Can't help with the metal care but I use 303 on my engine bay and it comes up a treat. I find that it gets dusty and needs a wipe and a potential re-dress before I notice the 303 not lasting... Here's a pic of mine after dressing with 303 (general clean done by megs APC and degreaser..


















Matt


----------



## youdsym3 (Aug 4, 2009)

looks very nice indeed. Ive been meaning to buy some 303 for awhile. It seems a little expensive but if its a good product then i dont mind spending the money on it. Your car looks very nice indeed matt, you got any other pics to show off  

once i polish up the metal parts then ill be giving the engine another clean and will dress it using 303.


----------



## DMH-01 (Mar 29, 2011)

I use the Britemax twins on the metal parts mate.

Durability of 303 isn't great? I've seen 6 months out of one application easy.

E46 engine bay...










http://www.detailingworld.co.uk/forum/showthread.php?t=217823


----------



## youdsym3 (Aug 4, 2009)

i read that 303 wasnt great for durability, glad that you've put that one straight. Britemax twins on the metal will remove the surface rust? looks quite bad at the mo so wanting to sort it out this weekend if poss.

your engine bay looks great too, shall be ordering some 303 along with the metal cleaner. can u use the Britemax by hand too?


----------



## DMH-01 (Mar 29, 2011)

youdsym3 said:


> i read that 303 wasnt great for durability, glad that you've put that one straight.

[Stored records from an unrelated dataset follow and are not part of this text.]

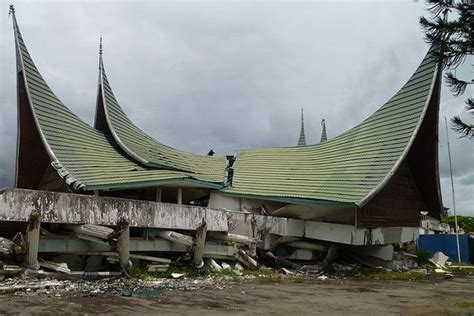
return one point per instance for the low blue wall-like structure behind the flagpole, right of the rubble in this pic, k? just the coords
(446, 243)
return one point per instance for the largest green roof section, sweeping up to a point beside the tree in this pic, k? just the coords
(348, 168)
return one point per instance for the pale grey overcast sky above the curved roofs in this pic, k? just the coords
(229, 75)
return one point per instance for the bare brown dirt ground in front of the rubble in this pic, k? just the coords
(298, 297)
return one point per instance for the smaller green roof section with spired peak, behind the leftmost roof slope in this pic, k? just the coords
(148, 151)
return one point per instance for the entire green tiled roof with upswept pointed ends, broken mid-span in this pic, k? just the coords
(347, 169)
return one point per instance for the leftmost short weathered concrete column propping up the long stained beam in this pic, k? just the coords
(32, 240)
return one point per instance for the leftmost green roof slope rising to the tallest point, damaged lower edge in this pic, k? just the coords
(85, 157)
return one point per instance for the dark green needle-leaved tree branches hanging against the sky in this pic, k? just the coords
(454, 39)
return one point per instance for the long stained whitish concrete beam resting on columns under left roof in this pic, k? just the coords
(16, 205)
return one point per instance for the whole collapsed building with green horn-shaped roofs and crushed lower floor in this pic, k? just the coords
(366, 186)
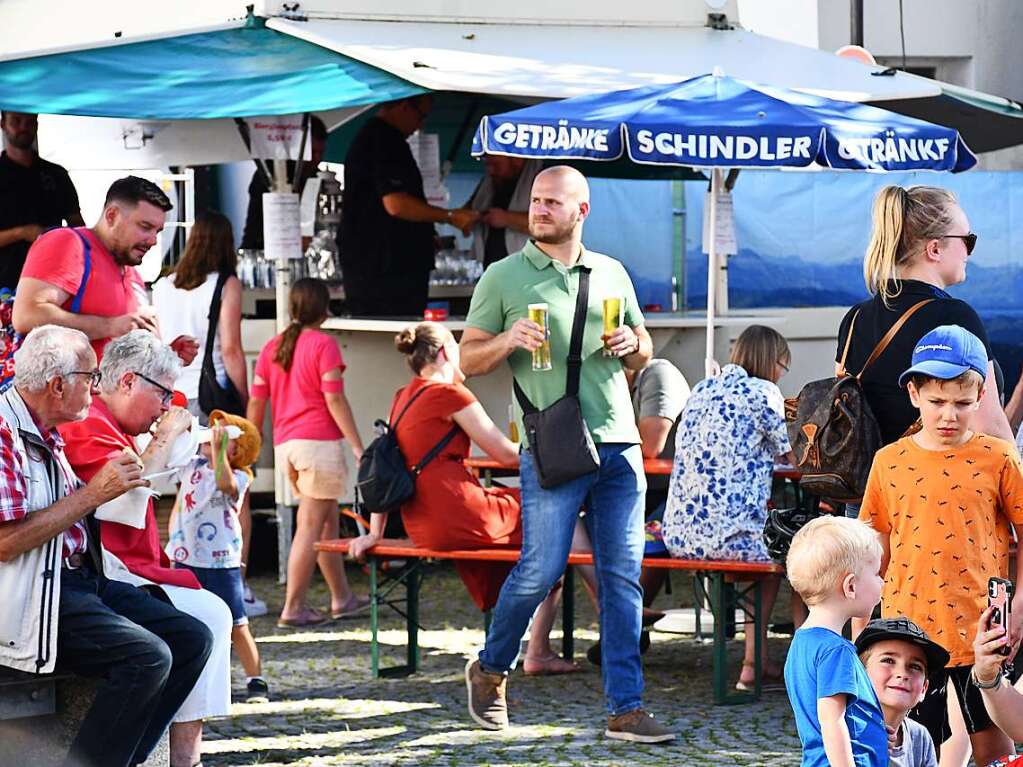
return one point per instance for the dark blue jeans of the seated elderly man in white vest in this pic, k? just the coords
(147, 655)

Britemax twins on the metal will remove the surface rust? looks quite bad at the mo so wanting to sort it out this weekend if poss.
> 
> your engine bay looks great too, shall be ordering some 303 along with the metal cleaner. can u use the Britemax by hand too?


Some people don't follow the instructions properly and buff off, just spray it on and leave.

Britemax twins can remove surface rust and you use it by hand :thumb:


----------



## horico (Jul 17, 2010)

Any excuse......










































Money shot courtesy of clean detail....









Hope you enjoyed the hijack!!

Cheers

Matt


----------